The railcard is set to finally move into the 21st century with an app version which will solve the problem of forgetting to bring the right bit of plastic to gain a discount.

The 16-25 railcard will be the first available digitally when the app is released, according to an announcement today by the Rail Delivery Group, which represents train operating firms in Britain.

While the group did not give a precise timetable for the rollout of the app to mobile devices, it said the digital version should be available at some point "this summer".

Read more: Passengers who forget railcards will now get a free pass from train firms

Railcards will be displayable on a mobile phone starting this summer (Source: Rail Delivery Group)

The rest of the railcards will be available on the app from the "autumn", the group said, with the ability to move railcards easily between devices. All railcards will cost the same in digital or physical form.

Currently passengers forgetting to bring their railcard when they have bought discounted tickets are forced to pay for the difference to a full fare or to buy a completely new ticket, although a rule introduced this year now allows passengers to claim one refund per year.

The railcard, which gives passengers a third off their fare, was introduced in 1974 as the student railcard. Some 21m of the cards have been sold since April 1991, Rail Delivery Group said.

Read more: Don't believe the hike: 10 ways to find cheaper train tickets

The student railcard was first introduced in 1974 (Source: Rail Delivery Group)

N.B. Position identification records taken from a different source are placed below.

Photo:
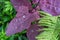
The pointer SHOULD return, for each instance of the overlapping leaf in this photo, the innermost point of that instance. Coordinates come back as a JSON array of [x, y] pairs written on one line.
[[50, 6], [21, 21], [32, 31]]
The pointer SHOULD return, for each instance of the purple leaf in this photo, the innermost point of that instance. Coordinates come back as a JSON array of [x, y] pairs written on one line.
[[50, 6], [18, 3], [22, 21], [32, 32]]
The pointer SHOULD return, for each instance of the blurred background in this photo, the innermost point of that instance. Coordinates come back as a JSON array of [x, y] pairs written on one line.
[[7, 13]]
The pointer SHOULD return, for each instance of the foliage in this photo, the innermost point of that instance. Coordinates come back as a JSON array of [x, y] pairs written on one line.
[[52, 30]]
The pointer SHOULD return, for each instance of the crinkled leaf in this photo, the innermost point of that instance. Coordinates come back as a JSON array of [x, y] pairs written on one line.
[[21, 21], [50, 6], [18, 3], [32, 32]]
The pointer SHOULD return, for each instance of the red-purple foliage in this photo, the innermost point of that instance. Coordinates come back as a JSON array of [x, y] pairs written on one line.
[[22, 20], [18, 3], [50, 6], [33, 31]]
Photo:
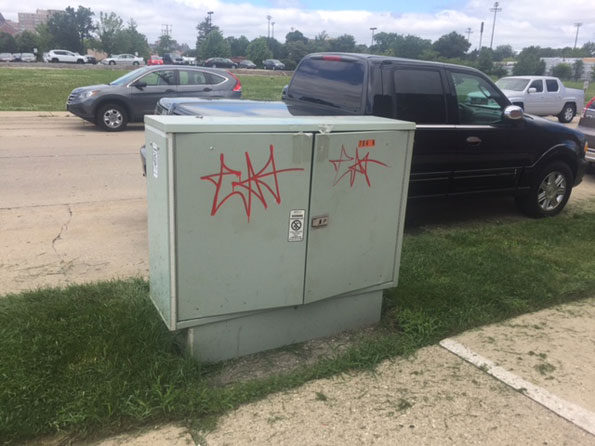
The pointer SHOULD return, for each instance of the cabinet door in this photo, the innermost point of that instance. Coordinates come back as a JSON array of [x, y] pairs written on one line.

Since then other railcards have been added: the senior railcard; the friends and family railcard; the disabled persons railcard; and the "two together" railcard. All will be available on the app this autumn. However, local railcards will not be usable on the app.

Jacqueline Starr, managing director of customer experience at the Rail Delivery Group said: “Railcards have joined the digital age just like the new generation of young people using the iconic card which started it all.”